I was thinking about buying some Fruit Fly Media in bulk. Does anyone know how long the self life is for most fruit fly media? I intend to keep it inside a closet, so it will be in a dry, dark environment.


----------



## jeeperrs (Jan 14, 2010)

can I get a bump?


----------



## jeeperrs (Jan 14, 2010)

Sorry for all the bumps...but I am wanting to place an order tonight, while they are on sale  Does anyone have a guess as to how long the dry media can last on the self?


----------



## Philsuma (Jul 18, 2006)

at least 8 years.......


----------



## zBrinks (Jul 16, 2006)

I think this question would best be asked to the person providing the media, as it would depend on the ingredients, how it is stored, etc.


----------



## jeeperrs (Jan 14, 2010)

It is Josh's Frog media and I have sent an email but I thought I would get a faster reply on here  I try to do most of my purchases through Josh's Frogs lol


----------



## joshsfrogs (May 6, 2004)

The media has a shelf life of 1 year for best results. You can use it after that, but you won't get the same bag for your buck.

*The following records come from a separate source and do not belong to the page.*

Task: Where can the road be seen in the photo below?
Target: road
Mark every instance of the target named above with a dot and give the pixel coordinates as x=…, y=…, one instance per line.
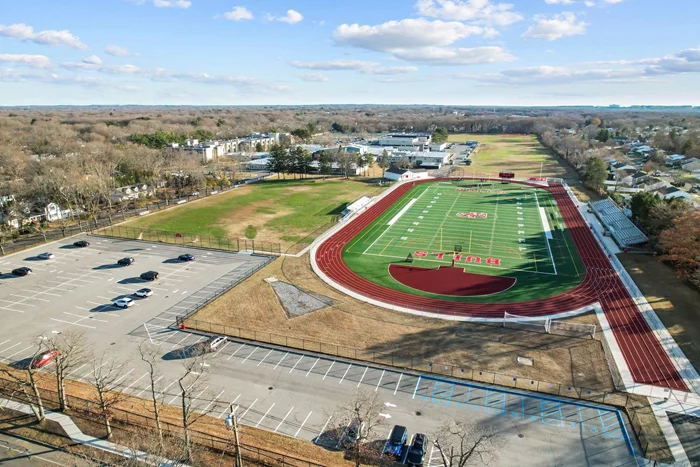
x=17, y=452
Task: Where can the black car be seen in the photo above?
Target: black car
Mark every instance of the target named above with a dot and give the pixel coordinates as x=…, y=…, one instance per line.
x=23, y=271
x=149, y=275
x=126, y=261
x=416, y=452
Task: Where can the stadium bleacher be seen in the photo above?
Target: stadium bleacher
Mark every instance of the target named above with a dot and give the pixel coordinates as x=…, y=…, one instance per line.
x=621, y=228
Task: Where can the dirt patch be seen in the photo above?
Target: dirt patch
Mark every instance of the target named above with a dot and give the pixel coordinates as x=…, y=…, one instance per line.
x=383, y=333
x=676, y=303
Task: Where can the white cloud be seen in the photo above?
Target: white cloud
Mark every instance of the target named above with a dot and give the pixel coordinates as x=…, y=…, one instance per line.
x=422, y=41
x=92, y=60
x=239, y=13
x=164, y=3
x=25, y=33
x=404, y=34
x=556, y=27
x=476, y=11
x=34, y=61
x=313, y=77
x=117, y=51
x=292, y=17
x=365, y=67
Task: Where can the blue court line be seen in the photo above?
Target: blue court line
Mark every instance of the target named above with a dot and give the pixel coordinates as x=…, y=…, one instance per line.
x=577, y=403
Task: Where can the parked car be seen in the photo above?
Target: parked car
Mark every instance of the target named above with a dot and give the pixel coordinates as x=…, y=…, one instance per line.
x=23, y=271
x=352, y=433
x=123, y=302
x=149, y=275
x=143, y=293
x=416, y=452
x=397, y=442
x=43, y=359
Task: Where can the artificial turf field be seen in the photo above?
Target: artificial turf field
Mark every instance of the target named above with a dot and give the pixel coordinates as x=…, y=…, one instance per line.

You can prolong this by putting it in the fridge.

Make up some extra cultures and sell them to your local pet store. You can make a culture for less than $3 and most pet stores will give you $5+ for the culture.


----------



## jeeperrs (Jan 14, 2010)

Thank you for the reply Josh, phil, and Z. I think my order will be a years worth. I was just wanting to take advantage of the 15% off, before it ends tomorrow


----------